Like many states, South Carolina law requires the plaintiff in a medical malpractice case to obtain an affidavit from a qualified expert, before filing suit, explaining how the defendant physician breached the applicable standard of care. Many states so narrowly define the required qualifications of an expert that it has become difficult for plaintiffs to pursue legitimate malpractice claims.
The reluctance of physicians to testify against other physicians in the same practice area often dooms a plaintiff who can only proof negligence by using an eminently qualified expert who happens to practice in a related but different specialty — an outcome that may be exactly what insurance industry lobbyists who support these laws have hoped to achieve.
The question before the South Carolina Supreme Court in Eades v. Palmetto Cardiovascular and Thoracic was whether a vascular surgeon was qualified to testify that a primary care physician was negligent with regard to the diagnosis and treatment of a patient’s aneurysm. The state supreme court decided that question in favor of the patient.
Facts of the Case
Johnny Eades sought treatment for an aneurysm in his left iliac artery. About three years later, he filed a notice of intent to bring a medical malpractice claim against several healthcare providers. Eades named Dr. Paul Scudder as his expert witness and provided Dr. Scudder’s affidavit in compliance with South Carolina law.
Dr. Scudder is Board certified in surgery and surgical critical care. Dr. Scudder’s affidavit averred that Dr. Scudder is licensed to practice medicine in several states, that he currently practices and has been actively engaged in practice for more than five years.
Dr. Scudder’s practice includes the evaluation of patients with aneurysms and occluded arteries that are similar to the medical condition presented by Eades.
Dr. Scudder averred that he is familiar with the standard of care that applies to the evaluation and treatment of patients with occluded arteries and aneurysms.
Trial Court Dismissal
The trial court dismissed the lawsuit, finding that Dr.

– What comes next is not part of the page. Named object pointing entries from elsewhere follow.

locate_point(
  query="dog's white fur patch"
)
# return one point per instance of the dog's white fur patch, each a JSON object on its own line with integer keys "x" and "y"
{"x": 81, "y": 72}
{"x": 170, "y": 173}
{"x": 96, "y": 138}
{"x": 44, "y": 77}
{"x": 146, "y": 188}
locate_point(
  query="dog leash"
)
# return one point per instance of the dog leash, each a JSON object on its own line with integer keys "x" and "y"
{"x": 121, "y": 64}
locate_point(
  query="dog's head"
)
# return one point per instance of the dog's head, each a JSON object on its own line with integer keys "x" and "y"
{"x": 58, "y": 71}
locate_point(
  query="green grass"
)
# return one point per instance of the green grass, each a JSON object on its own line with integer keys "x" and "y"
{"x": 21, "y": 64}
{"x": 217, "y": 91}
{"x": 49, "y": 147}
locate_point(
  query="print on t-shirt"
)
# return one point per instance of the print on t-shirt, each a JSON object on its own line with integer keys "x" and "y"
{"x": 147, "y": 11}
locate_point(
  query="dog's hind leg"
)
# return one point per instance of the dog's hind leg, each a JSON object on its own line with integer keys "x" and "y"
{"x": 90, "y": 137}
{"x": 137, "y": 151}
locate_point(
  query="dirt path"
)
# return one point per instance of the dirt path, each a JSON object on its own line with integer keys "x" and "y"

Scudder’s affidavit did not comply with South Carolina law. A pre-suit affidavit must demonstrate that the expert is:
- board certified “in the area of practice or specialty about which the standard of care is offered,” or
- has “actual professional knowledge or experience” in that area of practice or specialty, acquired in the active practice of, or teaching about, the area of specialty during three of the previous five years.
The statute also includes a third potential qualification: evidence that the expert “has scientific, technical, or other specialized knowledge which may assist the trier of fact in understanding the evidence and determining a fact or issue in the case, by reason of the individual’s study, experience or both.” The expert’s credentials must establish his or her expertise to render the proffered opinion.

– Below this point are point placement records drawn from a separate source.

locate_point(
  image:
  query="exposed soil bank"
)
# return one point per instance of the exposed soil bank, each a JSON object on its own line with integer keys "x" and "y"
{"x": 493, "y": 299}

The dismissal motion was based on the assertion that Dr. Scudder’s affidavit stated that he is certified and practices as a vascular and critical care surgeon, while the defendant physicians practice in the areas of emergency medicine and primary care. The defendants argued that they practiced in a different area of medicine than Dr. Scudder, so he could not testify about the standard of care they should have followed.
That distinction might seem meaningless to an ordinary observer, given that Dr. Scudder averred that he understands the standard of care that should apply to the evaluation and treatment of aneurysms. The fact that Dr. Scudder is a surgeon, while the defendant doctors are not, hardly seems relevant to Dr. Scudder’s ability to form an opinion that would help the jury understand what prudent doctors should do when examining a patient who might have an aneurysm.
In a sensible world, it would seem that Dr. Scudder was more qualified than he needed to be. The trial court nevertheless followed a disturbing trend by reading the statute in a hypertechnical way, without asking whether Dr. Scudder actually understood the applicable standard of care. The judge agreed with the defendants and dismissed the case.
The South Carolina Supreme Court reversed the trial court’s dismissal of the lawsuit. While the court disagreed with the trial court’s narrow interpretation of the statutory phrase “area of practice or specialty,” it focused on the statute’s third alternative: specialized knowledge and the credentials to offer an expert opinion. That alternative is much closer to the determination of expertise that applies in other areas of the law.
The court concluded that the final alternative in the statute “contemplates the production of an expert affidavit from a doctor who is not certified in and does not practice in the same area of medicine as the defendant doctor, but otherwise possesses specialized knowledge to assist the trier of fact.”
The court’s interpretation is entirely reasonable. The purpose of limiting expert opinions in malpractice cases is to assure that experts are qualified to give helpful testimony, not to protect negligent doctors by making qualified experts harder for injured patients to find.
South Carolina’s statute, as interpreted by its highest court, puts the knowledge of the witness ahead of the artificial barriers imposed by the first two alternatives. The fact that a surgeon has more training and experience than a primary care physician should not disqualify the surgeon from acting as an expert witness.
Having interpreted the statute to permit qualified witnesses to testify even if they do not practice the same specialty as the defendant doctor, the court had no difficulty deciding that Dr. Scudder was a qualified expert. His affidavit explained why his training and experience enabled him to provide opinions that would be helpful to the jury, and his credentials qualified him to identify negligent acts concerning the identification and treatment of aneurysms. Eades’ lawsuit was therefore allowed to proceed.